Melanoma Program Trial
The WHO Melanoma Program Trial 16 has evaluated the efficacy of a lower, less-toxic dosage of IFN- alpha2a, given 3 MU/d subcutaneously three times weekly for 3 years versus observation. Of 444 patients who entered this trial, a majority exhibited extracapsular extranodal involvement, a pathologic variable that made patients ineligible for the trials of the US Cooperative groups previously noted. The analysis of WHO Trial 16 has been reported preliminarily at 22 months of follow-up, and in a subset analysis an interaction between age and gender and treatment was found. This interim analysis of subsets, defined by the presence or absence of extranodal extension, has suggested an influence of this therapy upon intranodal disease, and lack of any trend to benefit among patients with extracapsular extension. Subsequent reports of interim analyses of this trial at intervals up to 39 months median follow-up have suggested the absence of a significant impact upon either relapse-free or overall survival.
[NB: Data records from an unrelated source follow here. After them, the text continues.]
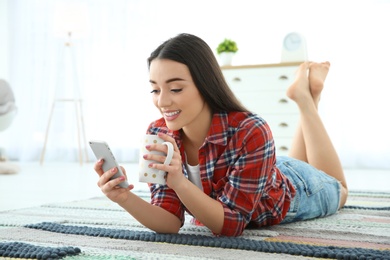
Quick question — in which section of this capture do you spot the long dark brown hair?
[148,33,248,113]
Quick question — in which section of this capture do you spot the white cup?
[138,135,173,185]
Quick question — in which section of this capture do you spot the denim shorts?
[276,156,341,224]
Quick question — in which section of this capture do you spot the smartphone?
[89,140,129,188]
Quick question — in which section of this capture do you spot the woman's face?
[149,59,211,130]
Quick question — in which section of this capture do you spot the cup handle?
[163,142,173,164]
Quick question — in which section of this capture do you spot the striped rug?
[0,191,390,259]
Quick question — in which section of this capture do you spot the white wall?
[4,0,390,169]
[0,0,9,80]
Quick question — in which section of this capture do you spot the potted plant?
[217,39,238,66]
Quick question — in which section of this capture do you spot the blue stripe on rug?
[0,242,81,259]
[25,222,390,259]
[343,205,390,211]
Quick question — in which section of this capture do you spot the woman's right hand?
[94,159,134,203]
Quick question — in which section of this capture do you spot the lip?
[162,110,181,121]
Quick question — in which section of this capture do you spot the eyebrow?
[149,78,184,84]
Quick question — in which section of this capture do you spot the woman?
[95,34,348,236]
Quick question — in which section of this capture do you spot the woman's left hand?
[145,133,186,190]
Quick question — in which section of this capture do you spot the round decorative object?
[283,32,303,51]
[281,32,307,62]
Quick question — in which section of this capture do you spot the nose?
[157,90,172,107]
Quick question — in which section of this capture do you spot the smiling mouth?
[163,110,181,121]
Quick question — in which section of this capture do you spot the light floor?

Canadian cialis
In summary, the analyses of E1684, NCCTG 83-7052, and WHO 16, taken together, argue that IFN- alpha2b at higher dosages, delivered intravenously, may be necessary for the benefit observed in E1684. Equivalent dosages of IFN- alpha2a administered by the IM route for shorter periods have been less effective, and lower dosages of IFN- alpha2a administered by the subcutaneous route for longer periods have been ineffective to date. The approval of IFN- alpha2b for adjuvant therapy within 2 months of surgery of high-risk node-positive and deep primary melanoma is the first adjuvant therapy approved for melanoma, and the first new agent approved for therapy of this disease in any stage or setting, since dacarbazine.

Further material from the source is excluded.